Based on this chapter's analysis of the six tool prompts, here are recommendations readers can directly apply when designing their own tool prompts:

  1. Build a traffic routing table for "universal tools." If your tool set contains a tool with extremely broad functional coverage (like Bash, a generic API caller), place a "scenario -> specialized tool" mapping table at the very front of its description. Simultaneously declare exclusivity in each specialized tool. This bidirectional closed loop is the most effective means of preventing the model from over-relying on a single tool.

  2. Enforce preconditions between tools. When tool B's correctness depends on tool A being called first (like "must read before edit"), declare this dependency in B's prompt and enforce it with code in B's runtime. The prompt layer prevents wasted calls, the runtime layer backstops against incorrect operations -- dual-layer defense beats single-layer.

  3. Inline security policies as JSON into prompts.

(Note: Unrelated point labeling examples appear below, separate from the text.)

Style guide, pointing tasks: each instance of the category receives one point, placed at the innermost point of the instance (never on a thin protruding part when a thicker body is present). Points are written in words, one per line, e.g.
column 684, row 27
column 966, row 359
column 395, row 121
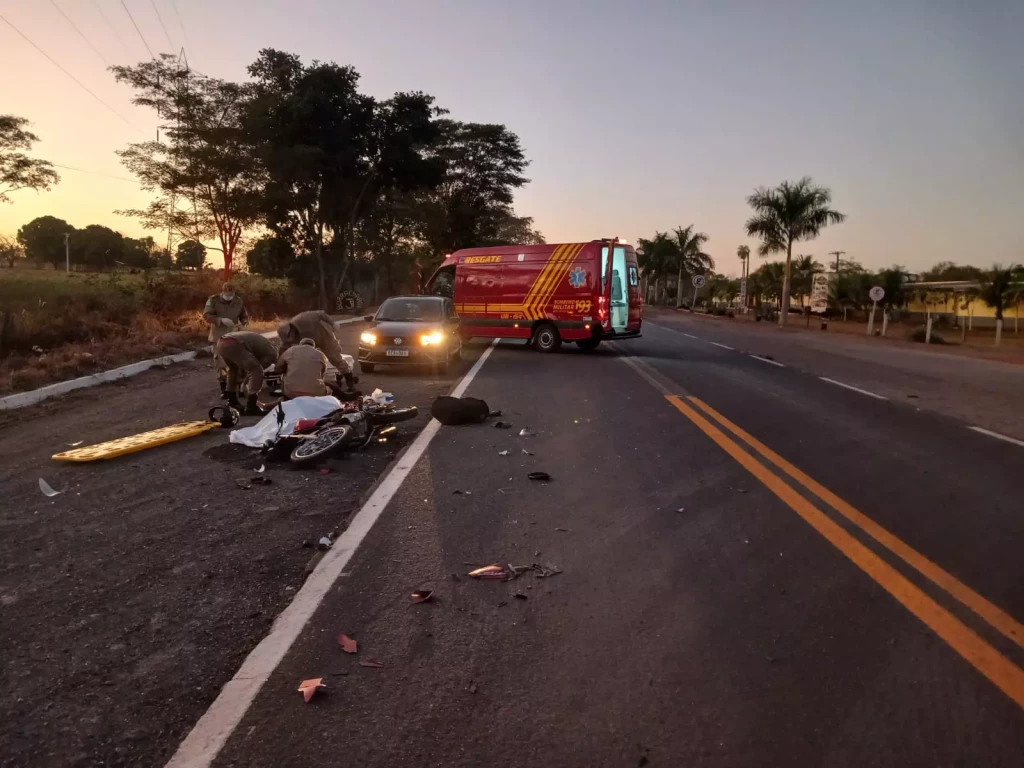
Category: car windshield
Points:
column 410, row 310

If the model needs to "understand" its permission boundaries (accessible paths, connectable hosts, etc.), inject the complete policy rule set in a structured format into the prompt. This lets the model self-check compliance during generation, rather than relying on runtime rejection followed by retry.

  4. Set conservative defaults for high-output tools. For all tool parameters that may produce large output (search result counts, file line counts, PDF page counts), set conservative default limits. Simultaneously provide an explicit "lift limit" option (like head_limit=0), and note "use sparingly" in the prompt.

  5. Control the token cost of tool descriptions themselves. Reference SkillTool's 1% context window budget and three-level truncation strategy. As your tool set grows, the total token overhead of tool descriptions also grows. Allocate a fixed budget for tool descriptions, prioritize preserving core tool completeness, and progressively degrade edge tools.

  6. Use dynamic conditions to control capability declarations. Don't declare capabilities in the prompt that the runtime may not always deliver. Reference FileReadTool's isPDFSupported() condition check -- if PDF parsing is unavailable, don't mention PDF support in the prompt. A prompt that promises what the runtime can't deliver causes the model to repeatedly attempt and fail, wasting context window.

8.11 Summary

Tool prompts are the most "grounded" layer in Claude Code's harness system. The system prompt sets the persona; tool prompts shape the actions. The prompt design of the six tools reveals a core principle: excellent tool prompts are not functional documentation but behavioral contracts. They don't just tell the model "what this tool can do," but also "under what conditions to use this tool," "how to use it safely," and "when to use a different tool."

The next chapter will ascend from the micro-level harness of individual tools to the macro-level orchestration of tool collaboration -- exploring how tools coordinate as a whole through permission systems, state passing, and concurrency control.